M. Bastarache était l’évaluateur indépendant qui a supervisé l’octroi de millions de dollars d’indemnisations à 2304 femmes impliquées dans le règlement d’une action collective. Il reconnaît que son équipe d’évaluateurs n’a rencontré que des personnes ayant été victimes de formes graves de harcèlement sexuel et de discrimination en raison de leur sexe ou de leur orientation sexuelle. Mais le juge à la retraite estime que « ces récits étaient cohérents d’une décennie à l’autre ».

« L’image de l’icône canadienne est ternie »

« Le niveau de violence et d’agression sexuelle signalé était choquant », écrit-il dans le rapport. « En effet, plus de 130 réclamantes ont fait état d’agressions sexuelles avec pénétration. D’autres réclamantes ont décrit le milieu de travail de la GRC comme un environnement sexualisé.

« Celui-ci se caractérisait par de fréquents jurons et expressions très dégradantes faisant référence au corps des femmes, par des blagues sexuelles, des insinuations, des commentaires discriminatoires à l’égard des capacités des femmes et par des attouchements sexuels non désirés. » Par ailleurs, dans le contexte d’un corps policier, « le refus ou la menace de refus d’envoyer du renfort est particulièrement préoccupant », lit-on dans le rapport.

Quant aux femmes qui se sont identifiées comme LGBTQ2S+, elles « ont également été victimes d’ostracisme, de commentaires péjoratifs, d’agressions sexuelles et de révélation de leur orientation sans leur consentement », ajoute le rapport.

« Ce que les femmes ont dit aux évaluateurs les a profondément choqués.
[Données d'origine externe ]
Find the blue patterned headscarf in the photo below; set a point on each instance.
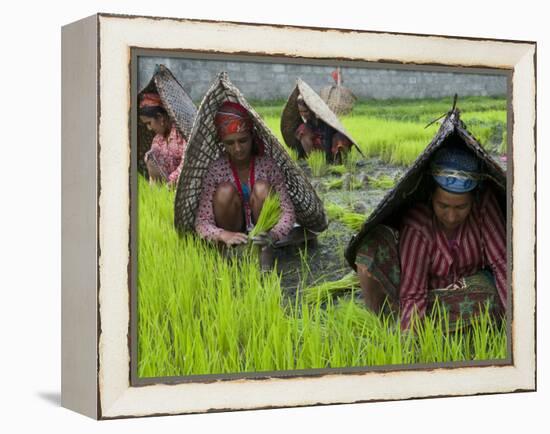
(456, 170)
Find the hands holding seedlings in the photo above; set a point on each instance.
(233, 238)
(262, 239)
Ce processus a terni à jamais l’image de la GRC en tant qu’icône canadienne. Des femmes brillantes, instruites ont dit qu’elles avaient rejoint la GRC dans le but d’aider les autres, parfois parce qu’elles avaient elles-mêmes eu besoin d’aide lorsqu’elles étaient jeunes. Elles ont fait part aux évaluateurs du traitement brutal qu’elles ont subi, qui les a terrassées, a brisé leur confiance et a détruit celle qu’elles avaient en leurs collègues. »

Suicide et dépression

De nombreuses femmes interrogées par les évaluateurs « avaient reçu un diagnostic de blessures psychologiques graves, notamment un trouble dépressif grave, un trouble de stress post-traumatique, un trouble d’anxiété généralisée ; certaines souffraient de crises de panique et de dépendance à une substance. »
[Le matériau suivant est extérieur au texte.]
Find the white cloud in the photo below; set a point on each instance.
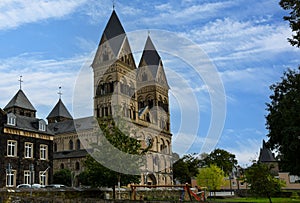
(14, 13)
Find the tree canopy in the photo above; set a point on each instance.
(283, 121)
(96, 173)
(221, 158)
(294, 19)
(185, 168)
(211, 177)
(262, 182)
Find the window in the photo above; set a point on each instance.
(28, 150)
(77, 144)
(42, 125)
(11, 119)
(43, 178)
(77, 166)
(27, 177)
(43, 152)
(11, 148)
(71, 145)
(10, 178)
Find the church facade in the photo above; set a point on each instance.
(137, 94)
(32, 149)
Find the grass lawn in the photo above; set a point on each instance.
(252, 199)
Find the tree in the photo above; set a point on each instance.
(222, 159)
(294, 19)
(262, 182)
(185, 168)
(211, 177)
(283, 121)
(116, 134)
(63, 177)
Les femmes interrogées ont également fait état d’un manque de confiance à l’égard de la GRC, mais aussi à l’égard des hommes en général, « d’un sentiment d’isolement, d’un retrait des activités sociales, des amitiés et des relations sexuelles, d’un sentiment d’humiliation, d’un manque d’estime de soi et d’un manque de confiance en elles-mêmes ».

« Certaines ont déclaré s’être blessées intentionnellement à plusieurs reprises. La culpabilité est fréquente, même après des agressions sexuelles flagrantes. Nous avons entendu des récits de femmes assises avec leur revolver réglementaire dans la bouche, qui ne se sont pas suicidées uniquement parce qu’elles ont pensé à leurs enfants ou à leurs animaux domestiques. »
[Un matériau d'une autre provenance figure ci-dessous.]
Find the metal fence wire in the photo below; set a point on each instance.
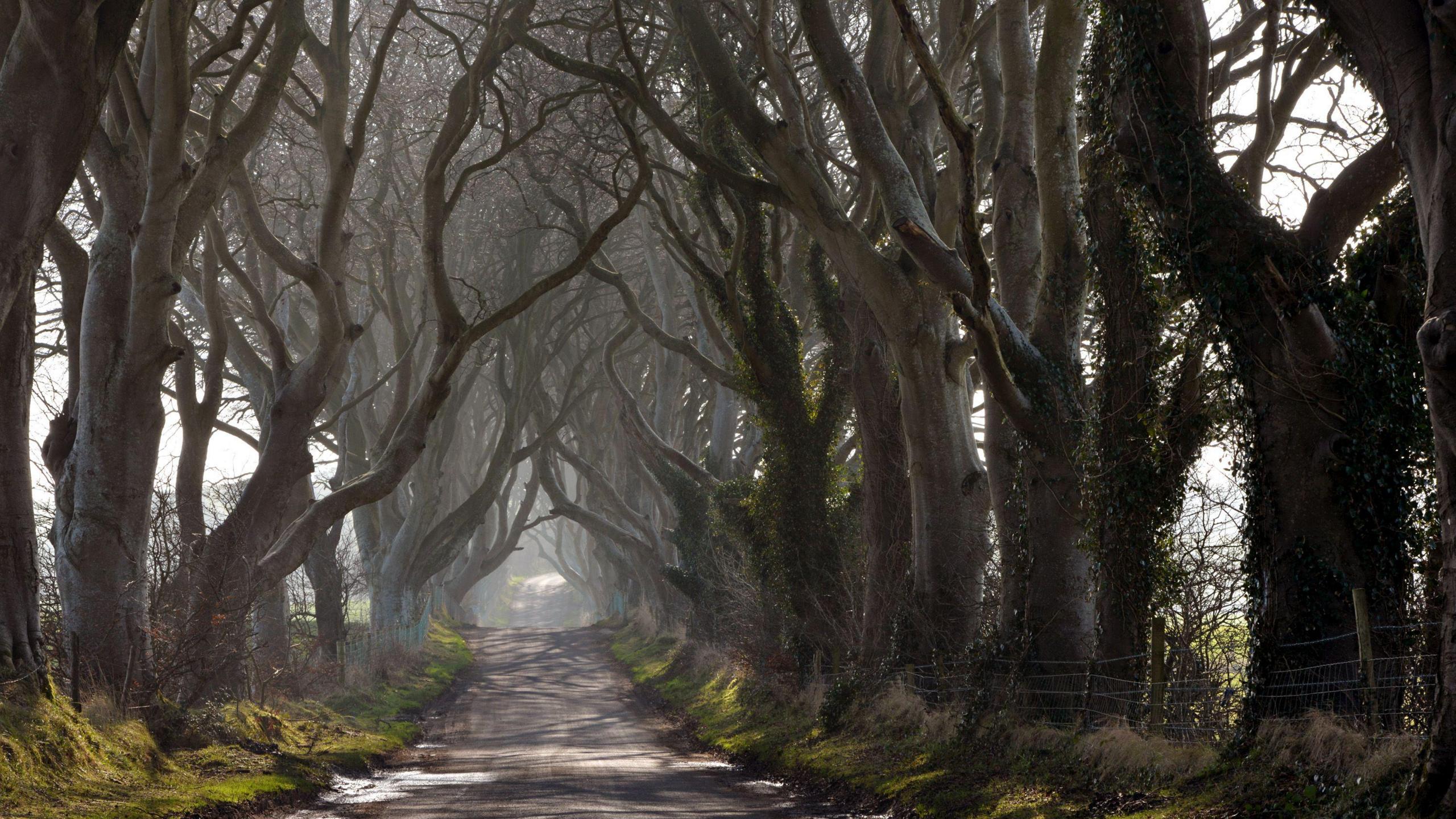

Le rapport formule 52 recommandations sur les obstacles systémiques, le recrutement, la formation, les ressources humaines et la dotation en personnel, les congés de maternité et parentaux, la flexibilité de l’emploi, les griefs et la discipline, la santé mentale, les promotions, le leadership, les équipes spécialisées et les abus lors des examens médicaux.

« Ce sont des mesures concrètes qui peuvent être mises en œuvre par la GRC immédiatement pour répondre à certaines des préoccupations soulevées », indique le rapport. Ces mesures « ne remplacent pas l’examen externe indépendant que je recommande d’entreprendre, mais peuvent être mises en œuvre comme solution provisoire ».